CNL has no absolutely confirmatory testing, but rather relies on a constellation of lab results together, particularly negative lab results to rule out other causes of neutrophilia as CNL is primarily a diagnosis of exclusion. The primary features of the diagnosis are to ensure the patient who meets the complete blood count-based (CBC-based) criteria does not fit into 1 of the other categories of disease.

What Tests Should I Request to Confirm My Clinical Dx?
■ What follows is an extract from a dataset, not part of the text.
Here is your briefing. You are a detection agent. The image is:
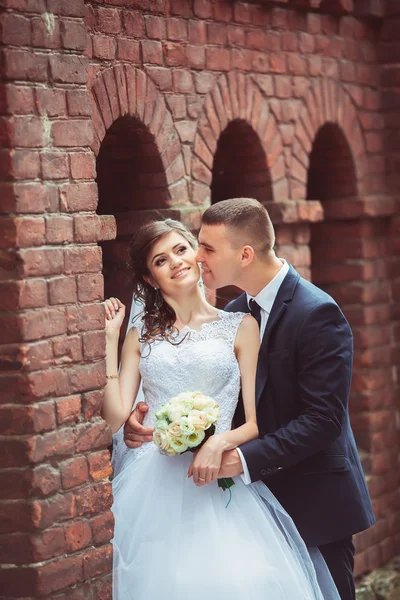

In addition, what follow-up tests might be useful?

If the patient does meet all criteria for CNL and does not meet criteria for any other myeloproliferative or myelodysplastic disease, a careful examination for myeloma or other tumors should be undertaken. Twenty percent of all cases of CNL have occurred concurrent with a plasma cell dyscrasia. Of note, if a clonal plasmacytosis or monoclonal gammopathy of uncertain significance (MGUS) is detected, the neutrophilia must be shown to be clonal before a diagnosis of CNL can be made as reactive neutrophilia have been described in plasma cell dyscrasias.

Are There Any Factors That Might Affect the Lab Results?

Detection of the BCRABL fusion gene is diagnostic of CML and inconsistent with the diagnosis of CNL. Although most translocations can be detected by classical G-banding karyotype, some cryptic translocations can only be detected by FISH. Polymerase chain reaction (PCR) for BCRABL is more sensitive than FISH but may not detect all isoforms of the BCRABL protein. In particular, most PCR-based testing for BCRABL will detect the p210 isoform common in CML and may detect the p190 isoform often found in acute lymphoblastic leukemia (ALL) P190 and p210 BCRABL. PCR will not always detect the p230 isoform associated with neutrophil-rich variant of CML. Therefore, in Philadelphia chromosome-negative neutrophil-rich CMPN, a FISH for BCRABL is recommended to rule out p230 CML.

What is the Prognosis for the Disorder?

There are no large studies of CNL due to its rarity. In those cases examined, there is a wide range of survival, from 6 months to more than 20 years. Development of AML can occur, particularly if dysplasia develops. Other features of bone marrow failure are also poor prognostic factors.